HERMES=Inteligencia Suprema TRISMEGISTO=Tres veces Maestro

A este filósofo se le atribuye también la invención del juego de ajedrez y la creación de un sistema de escuelas “hermético-iniciáticas”, dedicadas a estudiar el misterio de dios y del Espíritu.
Cuando Hermes Trismegistro murió, fue deificado, es decir, se convirtió en el dios Thot, escribano de los dioses, inventor de los números y de las escrituras, padre de Isis, la Luna.
El “Libro de la Vida” o “Libro de las páginas de oro, escrito por Hermes Trismegisto, consta de veintidós láminas, cada una de las cuales representa un capítulo de la historia de la humanidad; es decir, también, la historia del Universo, sus ciclos y fluctuaciones. Estas láminas estaban numeradas del I al XXI y existía una lámina “comodín” in numeración alguna, La Lámina I corresponde al comienzo de la vida, mientras que las dos últimas se explayan sobre el fin del mundo y el inicio de un nuevo ciclo: la eternidad.
Según algunos historiadores, el libro de Hermes Trismegisto intentó crear un sistema “mecánico” y rápido para obtener respuestas rápidas y certeras a una infinidad de preguntas. Esta posibilidad de basaba en la inmensa cantidad de combinaciones posibles de las láminas; podría decirse que, de alguna manera, funcionaba a la manera de una moderna computadora, salvando la distancia de 50 siglos de investigación y experiencia científica.
Del libro mencionado y de las veintidós láminas no han quedado rastros, lo cual ha servido de apoyo para algunas investigaciones que sostienen que no puede afirmarse el origen del tarot y que suponen que su origen debe buscarse, más bien, en la Edad Media, una época en que el pensamiento o podía expresarse libremente a través de la palabra o la escritura y en la cual toda práctica esotérica era duramente censurada. Estos investigadores postulan que la invención de la baraja no se puede separar de la del Tarot, ya sea porque la baraja provenga de los arcanos menores del Tarot o bien, porque éstos se hayan agregado a los arcanos mayores con el fin de disimular su contenido esotérico.
Llegados a este punto surge el problema de que es imposible determinar con certeza cuál fue el país de origen de las barajas, debido a que su difusión, de la que no fueron ajenos los gitanos, tuvo lugar con extraordinaria rapidez.

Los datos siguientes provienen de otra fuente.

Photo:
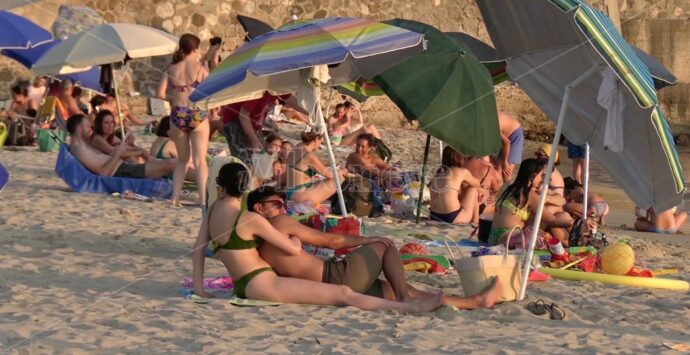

En qué consiste la consulta:

Composición del Tarot

El Tarot está compuesto por 78 láminas: 22 Arcanos Mayores y 56 Arcanos Menores. La palabra “arcano” significa secreto, misterio, y se relaciona con el hablar por medio de símbolos, explicar por medio de ellos.
Los Arcanos Mayores representan los estados internos, actitudes y decisiones personales en el momento presente. Los Arcanos Menores, por su parte, simbolizan el entorno que rodea al consultante a lo largo de la vida y, especialmente, en el momento presente.
Es imprescindible destacar que los significados de las láminas no son fijos, ya que dependen del lugar que ocupan en la tirada, de las otras láminas que la rodean.
El Tarot es un medio de comunicación o puente entre el inconsciente del consultante y el inconsciente de la persona que va a llevar a cabo el oráculo.
En la medida en que la persona que consulta presenta una predisposición anímica favorable, el trabajo es mas sencillo para el operador, en tanto que si hay resistencia por parte del consultante, ésta redundará en un gasto de energía injustificado para el operador, de modo que, en estas circunstancias es preferible no echar las cartas.

Consideración para el consultante

  • Es imprescindible que la persona que consulta esté presente en el momento de llevar a cabo el oráculo, de modo que sus vibraciones personales sean captadas por la persona consultada.
  • No deben hallarse presentes otras personas, sólo deben estar el consultante y el consultado. La presencia de terceros interfiere, con sus vibraciones, la comunicación inconsciente entre consultante y consultado.
  • Debe aclararse al consultante que, a través de las cartas, vamos a comunicarle una serie de mensajes que, al ser conocidos, permitirán mejorar su calidad de vida. Hay que insistir en que el consultante no debe dejarse influenciar ciegamente por lo que escuche, sino que debe meditar y tomar sus propias decisiones.